Alzheimer’s disease (AD) represents the most common cause of dementia worldwide, accounting for approximately 60–70% of all dementia cases. It is characterized clinically by progressive memory loss, cognitive impairment, behavioral changes, and functional decline, ultimately leading to complete dependency and mortality. Pathologically, AD is marked by extracellular deposition of amyloid-β (Aβ) plaques, intracellular neurofibrillary tangles composed of hyperphosphorylated tau protein, synaptic degeneration, oxidative damage, and chronic neuroinflammation.
Despite decades of research, the therapeutic landscape of Alzheimer’s disease remains limited. Currently approved pharmacological agents—primarily acetylcholinesterase inhibitors and NMDA receptor antagonists—offer only transient symptomatic relief without halting disease progression. Moreover, emerging disease-modifying therapies targeting amyloid pathology have demonstrated inconsistent clinical benefits and raised concerns regarding safety, cost, and accessibility.
Against this backdrop, plant-based medicines have attracted renewed scientific attention. Traditional medical systems such as Ayurveda, Traditional Chinese Medicine, and ethnomedicine have long utilized medicinal plants for cognitive enhancement and neuroprotection.

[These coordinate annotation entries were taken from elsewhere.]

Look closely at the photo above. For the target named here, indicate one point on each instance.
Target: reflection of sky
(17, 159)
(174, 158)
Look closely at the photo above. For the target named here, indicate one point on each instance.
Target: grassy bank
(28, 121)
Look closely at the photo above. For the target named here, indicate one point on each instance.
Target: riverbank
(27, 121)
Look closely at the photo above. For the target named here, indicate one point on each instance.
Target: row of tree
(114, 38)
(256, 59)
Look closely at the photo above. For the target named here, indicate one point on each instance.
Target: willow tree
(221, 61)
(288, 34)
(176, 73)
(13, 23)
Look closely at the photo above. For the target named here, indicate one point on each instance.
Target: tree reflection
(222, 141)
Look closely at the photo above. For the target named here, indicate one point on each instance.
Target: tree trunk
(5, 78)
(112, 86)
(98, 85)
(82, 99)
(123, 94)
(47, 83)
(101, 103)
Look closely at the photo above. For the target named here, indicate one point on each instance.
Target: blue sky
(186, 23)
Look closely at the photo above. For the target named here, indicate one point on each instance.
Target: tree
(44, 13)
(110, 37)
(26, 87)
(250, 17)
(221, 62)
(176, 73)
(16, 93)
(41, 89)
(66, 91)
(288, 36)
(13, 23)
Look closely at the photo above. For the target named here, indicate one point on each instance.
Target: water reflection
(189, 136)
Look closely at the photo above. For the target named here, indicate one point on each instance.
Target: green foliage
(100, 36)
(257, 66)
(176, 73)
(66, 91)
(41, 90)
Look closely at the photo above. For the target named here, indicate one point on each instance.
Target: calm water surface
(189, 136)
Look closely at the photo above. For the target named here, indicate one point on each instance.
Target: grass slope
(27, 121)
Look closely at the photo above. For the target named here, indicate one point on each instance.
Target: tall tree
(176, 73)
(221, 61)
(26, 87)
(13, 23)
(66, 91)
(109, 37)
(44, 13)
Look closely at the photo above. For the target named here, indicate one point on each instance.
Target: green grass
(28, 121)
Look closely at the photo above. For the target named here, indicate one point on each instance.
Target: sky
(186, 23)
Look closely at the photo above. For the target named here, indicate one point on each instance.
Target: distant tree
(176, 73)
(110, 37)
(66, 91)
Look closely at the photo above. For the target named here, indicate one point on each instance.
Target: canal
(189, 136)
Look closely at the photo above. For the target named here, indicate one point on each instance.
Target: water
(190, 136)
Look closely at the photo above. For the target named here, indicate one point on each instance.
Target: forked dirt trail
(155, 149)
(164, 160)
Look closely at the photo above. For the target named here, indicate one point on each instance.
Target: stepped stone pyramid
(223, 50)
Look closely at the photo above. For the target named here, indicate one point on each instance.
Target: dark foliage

Modern pharmacological research increasingly supports the relevance of these botanical interventions, identifying bioactive phytochemicals capable of modulating multiple pathological pathways implicated in Alzheimer’s disease.
This review aims to provide a comprehensive and critical evaluation of plant medicines in the treatment of Alzheimer’s disease. By integrating ethnopharmacological knowledge with contemporary neuroscience and pharmacology, the paper examines the mechanistic rationale, experimental evidence, clinical relevance, and future prospects of neurophytotherapy in Alzheimer’s disease.